Fort Caroline, Kingsley Plantation, Theodore Roosevelt Area

Must-Do Activity

The second place the NPS manages a visitor center is at Kingsley Plantation on Fort George Island east of Jacksonville, Florida.  Established in 1798, it is the oldest remaining plantation house in Florida.  Slaves here harvested Sea Island cotton, which is still grown in a small garden alongside indigo, another regional cash crop.  Visitors can take a self-guided trail around the property, but tours inside the main plantation house are only offered on weekends and require a reservation.

Best Trail

The 1.5-mile Willie Browne Trail winds through the 600 undeveloped acres at Theodore Roosevelt Area, donated by the trail’s namesake to the Nature Conservancy in 1969.  The Spanish Pond Trail connects this trail with Fort Caroline National Memorial.

Instagram-worthy Photo

The tabby walls of 23 of the original 32 slave quarters still stand in a row at Kingsley Plantation. 

Peak Season

Winter

Hours

https://www.nps.gov/timu/planyourvisit/hours.htm

Fees

None

Road Conditions

All major roads are paved, but the fastest route between Fort Caroline and Kingsley Plantation is probably via the St. Johns River Ferry.

Camping

The NPS does not have a campground, but nearby Little Talbot Island State Park, Huguenot Memorial Park, and Kathryn Abbey Hanna Park all do.

Related Sites

Fort Caroline National Memorial (Florida)

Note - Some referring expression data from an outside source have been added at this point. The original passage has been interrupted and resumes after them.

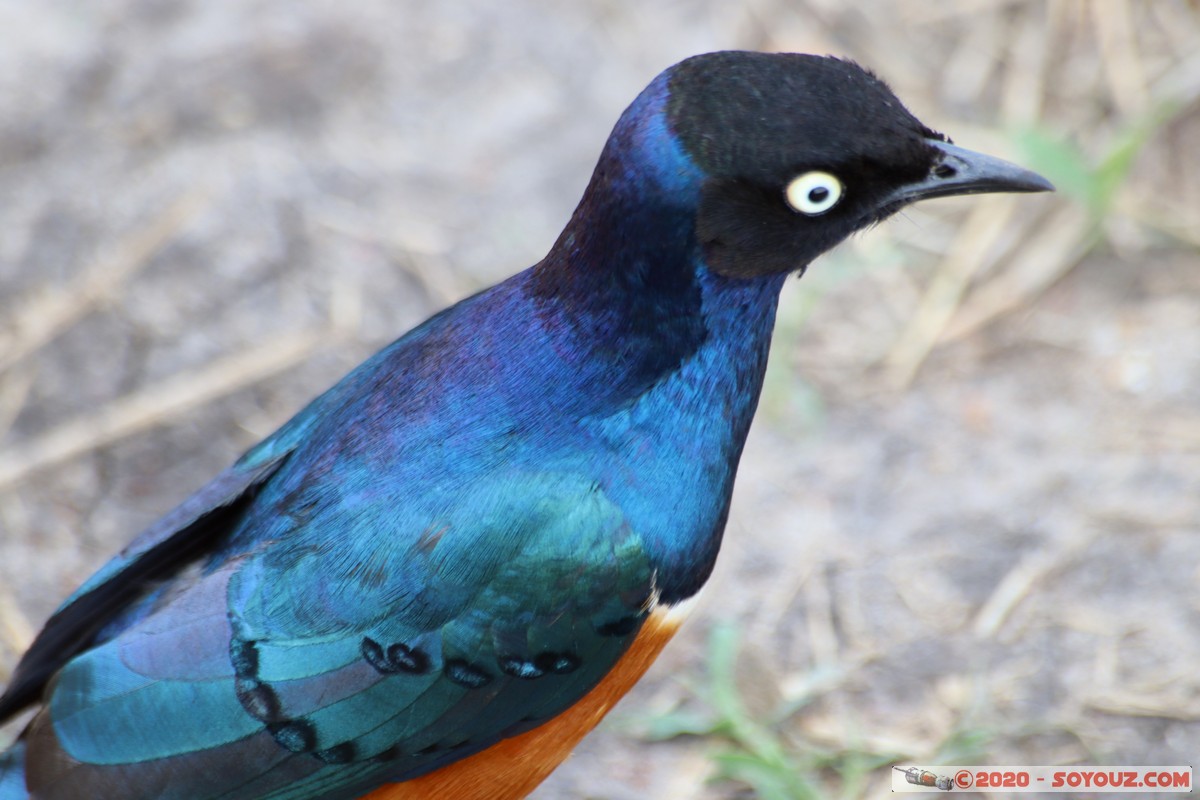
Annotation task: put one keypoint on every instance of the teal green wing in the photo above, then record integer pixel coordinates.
(322, 665)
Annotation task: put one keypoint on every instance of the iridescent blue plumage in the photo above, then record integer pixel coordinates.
(462, 537)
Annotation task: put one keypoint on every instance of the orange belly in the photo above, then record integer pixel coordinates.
(513, 768)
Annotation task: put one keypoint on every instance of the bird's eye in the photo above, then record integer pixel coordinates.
(814, 193)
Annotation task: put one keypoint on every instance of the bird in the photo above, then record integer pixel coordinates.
(443, 571)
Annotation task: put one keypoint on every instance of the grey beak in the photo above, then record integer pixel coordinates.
(959, 170)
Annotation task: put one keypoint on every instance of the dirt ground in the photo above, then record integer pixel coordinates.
(967, 522)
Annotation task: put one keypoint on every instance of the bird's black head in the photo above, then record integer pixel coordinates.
(799, 151)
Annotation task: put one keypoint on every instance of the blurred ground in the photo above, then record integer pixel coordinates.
(966, 524)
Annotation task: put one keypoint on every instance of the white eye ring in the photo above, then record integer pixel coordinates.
(814, 193)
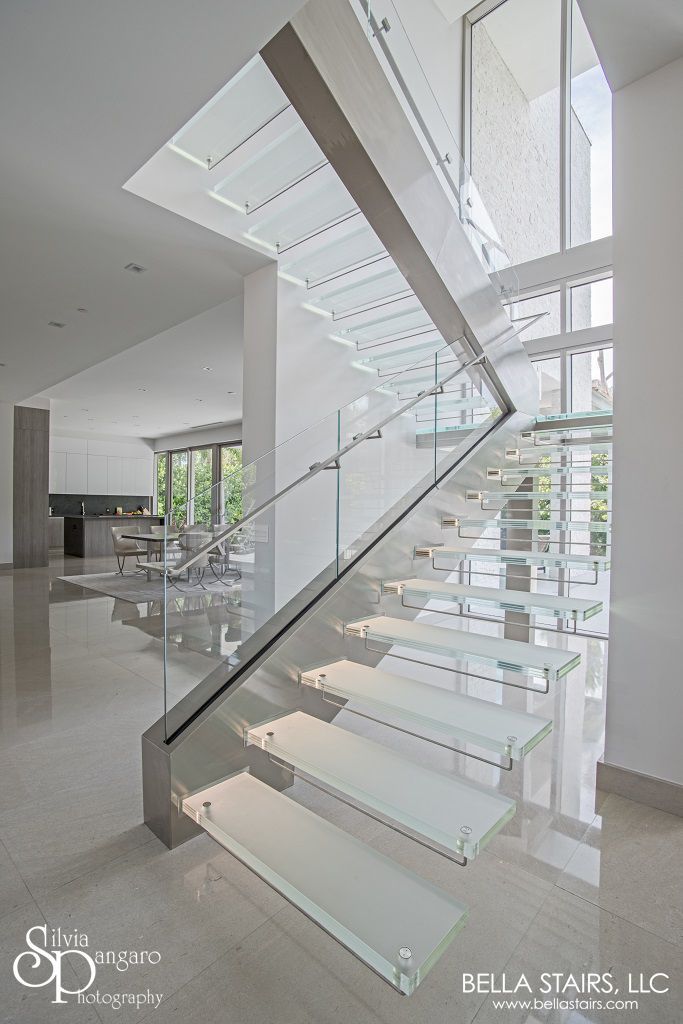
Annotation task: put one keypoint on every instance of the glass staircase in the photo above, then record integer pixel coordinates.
(305, 857)
(454, 816)
(393, 921)
(468, 597)
(399, 699)
(434, 406)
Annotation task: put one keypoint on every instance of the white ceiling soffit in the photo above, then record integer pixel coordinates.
(88, 89)
(177, 381)
(526, 34)
(634, 37)
(454, 9)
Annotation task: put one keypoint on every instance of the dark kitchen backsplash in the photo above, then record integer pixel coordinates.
(96, 504)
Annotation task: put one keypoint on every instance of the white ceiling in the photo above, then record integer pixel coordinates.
(88, 90)
(634, 37)
(160, 386)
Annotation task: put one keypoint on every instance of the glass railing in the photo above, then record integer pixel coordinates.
(240, 562)
(403, 69)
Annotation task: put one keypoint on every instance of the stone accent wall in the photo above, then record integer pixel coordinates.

Fort Matanzas National Monument (Florida)

Castillo de San Marcos National Monument (Florida)

Explore More – Florida had “relatively liberal” racial policies under Spanish rule, but that changed when it became a U.S. territory in what year?

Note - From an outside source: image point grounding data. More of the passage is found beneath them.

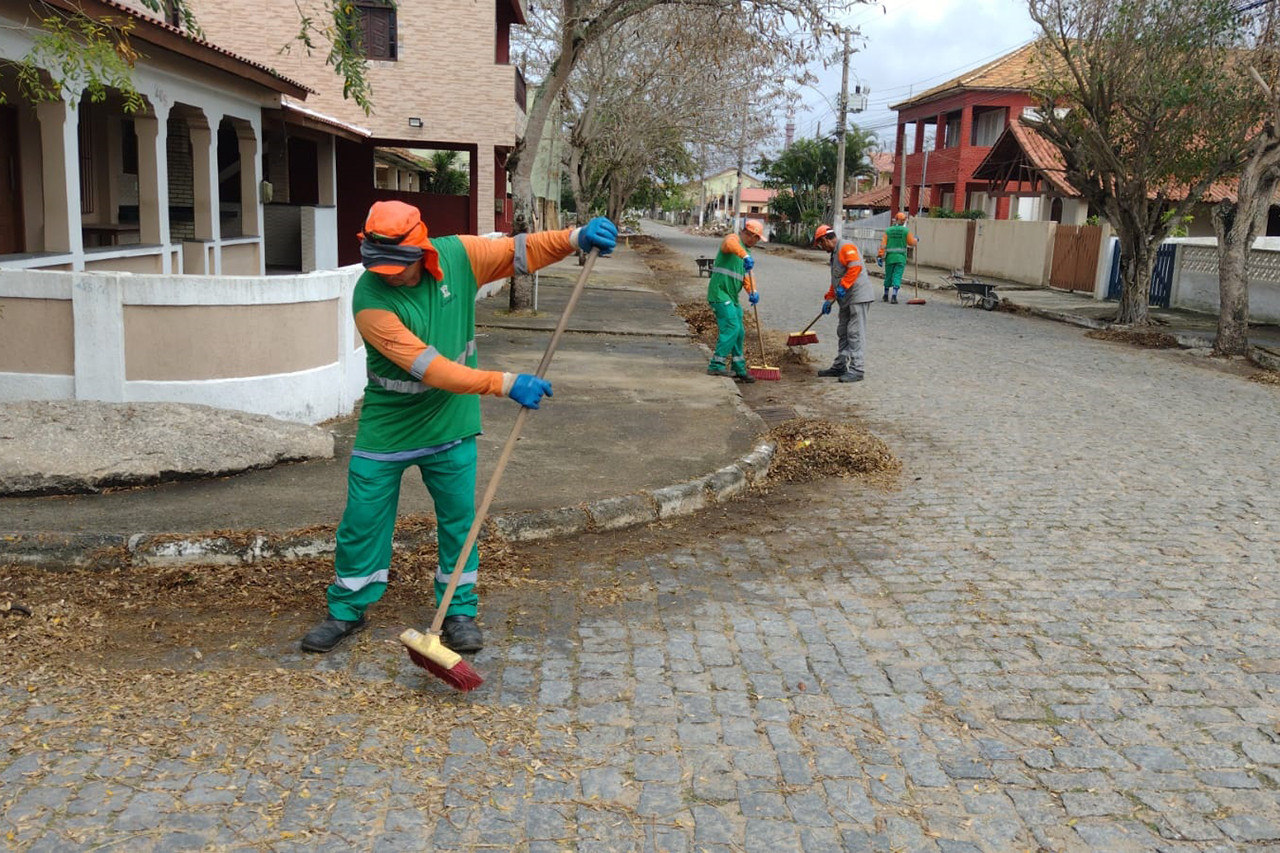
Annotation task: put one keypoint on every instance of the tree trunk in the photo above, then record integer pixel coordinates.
(1136, 263)
(1234, 238)
(1237, 224)
(521, 296)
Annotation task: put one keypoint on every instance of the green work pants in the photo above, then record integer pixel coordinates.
(894, 274)
(364, 552)
(728, 345)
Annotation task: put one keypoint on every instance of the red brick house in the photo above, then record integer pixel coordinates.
(967, 115)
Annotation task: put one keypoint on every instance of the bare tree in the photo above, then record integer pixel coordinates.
(1238, 222)
(658, 89)
(784, 26)
(1148, 109)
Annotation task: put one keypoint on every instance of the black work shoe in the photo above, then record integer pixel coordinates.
(461, 634)
(327, 635)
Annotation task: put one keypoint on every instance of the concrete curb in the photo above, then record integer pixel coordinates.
(252, 546)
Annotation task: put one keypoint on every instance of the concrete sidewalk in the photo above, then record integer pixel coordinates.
(1191, 329)
(636, 430)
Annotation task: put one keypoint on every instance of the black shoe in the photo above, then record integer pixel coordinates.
(327, 635)
(461, 634)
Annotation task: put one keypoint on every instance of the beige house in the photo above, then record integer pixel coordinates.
(440, 77)
(174, 186)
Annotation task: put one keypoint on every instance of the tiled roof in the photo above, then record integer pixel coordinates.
(871, 199)
(165, 35)
(1014, 71)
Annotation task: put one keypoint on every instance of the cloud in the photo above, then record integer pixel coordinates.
(912, 46)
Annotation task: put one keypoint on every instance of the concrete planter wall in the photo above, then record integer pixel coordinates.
(282, 346)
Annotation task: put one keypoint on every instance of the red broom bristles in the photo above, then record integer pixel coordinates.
(444, 664)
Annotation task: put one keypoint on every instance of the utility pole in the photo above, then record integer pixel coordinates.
(839, 190)
(741, 158)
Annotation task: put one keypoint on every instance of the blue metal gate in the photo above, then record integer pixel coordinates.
(1161, 276)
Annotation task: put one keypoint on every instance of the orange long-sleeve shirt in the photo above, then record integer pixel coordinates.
(490, 260)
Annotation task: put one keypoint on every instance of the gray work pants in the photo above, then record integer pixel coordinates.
(851, 333)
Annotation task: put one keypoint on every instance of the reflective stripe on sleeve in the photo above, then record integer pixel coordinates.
(417, 369)
(356, 584)
(522, 252)
(465, 578)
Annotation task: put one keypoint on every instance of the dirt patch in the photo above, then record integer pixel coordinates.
(1148, 338)
(810, 448)
(703, 328)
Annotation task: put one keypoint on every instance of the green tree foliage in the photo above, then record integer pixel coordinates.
(1148, 105)
(444, 177)
(74, 55)
(804, 174)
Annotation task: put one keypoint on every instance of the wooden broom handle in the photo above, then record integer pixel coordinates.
(759, 336)
(483, 510)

Keweenaw National Historical Park

Overview

The Keweenaw Peninsula juts north into Lake Superior from Michigan’s Upper Peninsula and is home to the richest copper ore (97% pure) on the planet.  American Indian artifacts made from this region’s copper have been found at several other National Park Service (NPS) sites, such as Georgia’s Ocmulgee Mounds National Historical Park and Ohio’s Hopewell Culture National Historical Park.  In the 1840s, immigrants representing 38 ethnic groups flooded this area to work as miners.  More recently, the NPS led a project to recreate historic buildings and archaeological sites within the digital world of Minecraft (click here for an article).

Highlights

Adventure Mine Tours, Quincy Mine, Delaware Copper Mine, downtown Calumet, Laurinium Mansion

Must-Do Activity

The NPS does not have much of a presence in this park, but rather relies on its partners to preserve the heritage sites.  We highly recommend the Miner’s Tour guided by the Adventure Mining Company in Greenland, Michigan.  In addition to getting a great history lesson, we rappelled down an 80-foot deep mine shaft and walked across a swinging bridge without handrails.  They also offer a less intense tour for all ages.

Best Trail

We walked the streets of Calumet, Michigan while doing our laundry across the street from the historic Calumet Theatre.  The NPS visitor center was closed, but we still got to see the Copper Country Firefighters History Museum and the Keweenaw Heritage Center inside St. Anne’s Church.  We also recommend a stop at the quirky vintage consignment store in the three-story Vertin Building built in 1885.

Instagram-worthy Photo

Quincy Mine is the most tourist-friendly part of Keweenaw National Historical Park offering a museum, tram ride, and underground mine tours.

Peak Season

Summer

Hours

https://www.nps.gov/kewe/planyourvisit/hours.htm

Fees

No NPS fees, but each heritage site charges its own admission with one of the cheapest being the $1 donation per person requested at the Copper Range Historical Museum in South Range, Michigan.

Road Conditions

Most roads are paved, with the exception of the short gravel road to the Adventure Mining Company.

Camping

Fort Wilkins and McLain State Parks both have campgrounds and dispersed campsites can be found in parts of Ottawa National Forest.  Backpacking is popular in Porcupine Mountains Wilderness State Park.

Related Sites

Pictured Rocks National Lakeshore (Michigan)

Isle Royale National Park (Michigan)

Effigy Mounds National Monument (Iowa)

Explore More – How deep was the shaft dug at Quincy Mine before it was closed in 1945 and allowed to fill with water?